Bodomo, Adams (2004): Dagaare – Cantonese – English Dictionary for Lexicographical Field Research Training (= Afrikawissenschaftliche Lehrbücher 14). Köln: Köppe.
Bodomo, Adams / Mora, Manolete (2007): “Documenting Spoken and Sung Texts of the Dagaaba of West Afrika”, in: Empirical Musicology Review 2, 3: 81-102.
Budin, Gerhard / Majewski, Stefan / Moerth, Karlheinz (2012): “Creating Lexical Resources in TEI P5”, in: Journal of the Text Encoding Initiative 3 https://jtei.revues.org/522 [letzter Zugriff 08. Februar 2016].
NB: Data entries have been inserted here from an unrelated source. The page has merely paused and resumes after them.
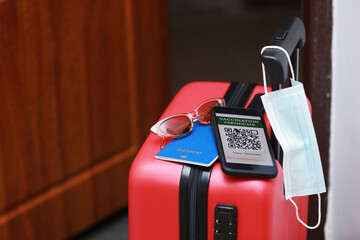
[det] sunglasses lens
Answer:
[159,116,191,136]
[198,100,222,124]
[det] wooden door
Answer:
[0,0,169,240]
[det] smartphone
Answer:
[211,107,278,178]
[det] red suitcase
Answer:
[129,17,310,240]
[129,82,308,240]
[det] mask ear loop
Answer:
[261,45,297,94]
[261,46,321,229]
[289,194,321,229]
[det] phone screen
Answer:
[215,113,273,166]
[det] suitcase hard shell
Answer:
[129,82,308,240]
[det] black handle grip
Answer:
[261,16,306,84]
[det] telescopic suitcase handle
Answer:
[261,17,305,165]
[261,16,306,86]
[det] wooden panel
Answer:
[132,0,170,142]
[0,0,169,240]
[87,1,131,161]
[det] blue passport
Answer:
[155,122,219,167]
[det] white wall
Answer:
[325,0,360,240]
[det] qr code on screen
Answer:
[224,127,262,151]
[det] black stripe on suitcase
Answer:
[179,83,255,240]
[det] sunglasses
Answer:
[150,98,225,149]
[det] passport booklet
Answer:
[155,122,219,167]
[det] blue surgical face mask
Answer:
[261,46,326,229]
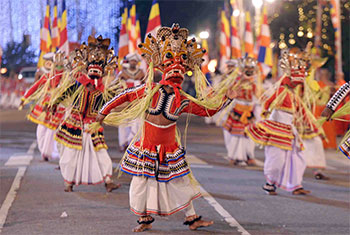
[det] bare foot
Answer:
[105,183,121,193]
[64,185,73,193]
[132,224,152,233]
[189,220,214,230]
[293,188,311,195]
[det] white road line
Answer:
[200,186,250,235]
[0,141,36,233]
[186,154,250,235]
[0,167,27,233]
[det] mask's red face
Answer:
[163,51,187,84]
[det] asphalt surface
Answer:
[0,110,350,235]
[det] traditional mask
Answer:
[70,36,118,80]
[139,24,206,84]
[280,48,309,84]
[240,57,258,77]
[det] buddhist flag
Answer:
[37,20,46,68]
[330,0,343,74]
[244,12,254,57]
[118,8,129,70]
[231,15,242,59]
[146,0,162,36]
[258,6,272,67]
[40,0,52,53]
[59,0,69,56]
[136,15,141,52]
[127,1,137,53]
[51,0,60,52]
[220,11,231,71]
[201,39,209,74]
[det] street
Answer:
[0,110,350,235]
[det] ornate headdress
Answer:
[279,47,310,83]
[239,56,258,77]
[71,35,118,79]
[139,24,206,84]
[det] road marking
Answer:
[5,155,33,166]
[186,154,250,235]
[200,186,250,235]
[0,166,27,233]
[0,141,36,233]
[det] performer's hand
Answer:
[96,113,106,125]
[321,107,334,121]
[226,87,238,100]
[18,100,24,110]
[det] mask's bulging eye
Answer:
[165,52,173,59]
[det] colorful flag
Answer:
[136,15,141,52]
[244,12,254,57]
[220,11,231,71]
[231,15,242,59]
[41,0,52,53]
[51,0,60,52]
[201,39,209,74]
[127,1,137,53]
[257,6,272,67]
[330,0,343,74]
[146,0,162,36]
[59,0,69,56]
[118,8,129,70]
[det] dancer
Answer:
[97,24,236,232]
[245,47,313,195]
[19,53,65,161]
[52,36,120,192]
[223,57,258,166]
[321,79,350,159]
[116,53,145,152]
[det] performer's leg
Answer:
[184,202,214,230]
[133,215,154,232]
[105,176,121,193]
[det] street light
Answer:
[199,31,209,39]
[232,9,241,17]
[252,0,263,8]
[208,59,218,73]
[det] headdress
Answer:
[139,24,206,105]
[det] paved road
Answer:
[0,111,350,235]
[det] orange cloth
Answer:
[143,122,176,163]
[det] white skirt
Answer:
[224,129,255,161]
[59,132,112,185]
[129,175,201,216]
[264,141,306,191]
[303,136,326,169]
[36,124,59,159]
[118,119,141,147]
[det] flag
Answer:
[220,11,231,71]
[330,0,343,74]
[135,15,141,52]
[127,1,137,53]
[59,0,69,56]
[231,15,242,59]
[40,0,52,53]
[244,12,254,57]
[201,39,209,74]
[118,8,129,70]
[51,0,60,52]
[257,6,272,67]
[146,0,162,36]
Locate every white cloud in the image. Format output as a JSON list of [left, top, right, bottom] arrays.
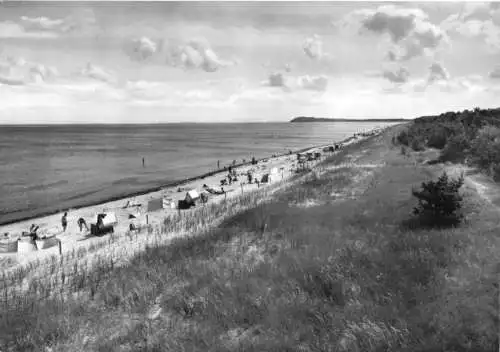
[[125, 37, 237, 72], [297, 75, 328, 92], [0, 22, 57, 38], [382, 67, 410, 83], [345, 5, 448, 61], [441, 3, 500, 50], [0, 56, 58, 85], [124, 37, 158, 61], [0, 9, 96, 38], [80, 62, 115, 82], [488, 65, 500, 79], [428, 62, 450, 83], [302, 34, 323, 60], [165, 40, 236, 72], [264, 72, 328, 92], [269, 72, 287, 87]]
Budin, Gerhard / Moerth, Karlheinz (2011): “Hooking up to the corpus: the Viennese Lexicographic Editor’s corpus interface”,in: Kosem, Iztok / Kosem, Karmen (eds.): Electronic lexicography in the 21st century. New applications for new users. Proceedings of eLex 2011 conference. Bled, Slovenia: Trojina, Institute for Applied Slovene Studies 52-59.
Budin, Gerhard / Moerth, Karlheinz / Durco, Matej (2013): “European Lexicography Infrastructure Components”, in: Kosem, Iztok / Kallas, Jelena / Gantar, Polona / Krek, Simon / Langemets, Margit / Tuulik, Maria (eds.): Electronic lexicography in the 21st century: thinking outside the paper. Proceedings of the eLex 2013 conference, 17-19 October 2013. Tallin, Estonia: Trojina, Institute for Applied Slovene Studies / Eesti Keele Instituut 76-92.
Declerck, Thierry / Lendvai, Pirsoka / Moerth, Karlheinz (2013): “Collaborative Tools: From Wiktionary to LMF, for Synchronic and Diachronic Language Data”, in: Francopoulo, Gil (ed.): LMF. Lexical Markup Framework. London / Hoboken: John Wiley & Sons 175-186.
Declerck, Thierry / Moerth, Karlheinz / Wandl-Vogt, Eveline (2014): “A SKOS-based Schema for TEI encoded Dictionaries at ICLTT”, in: LREC 2014, Ninth International Conference on Language Resources and Evaluation. Reykjavik, Iceland: European Language Resources Association 414-417.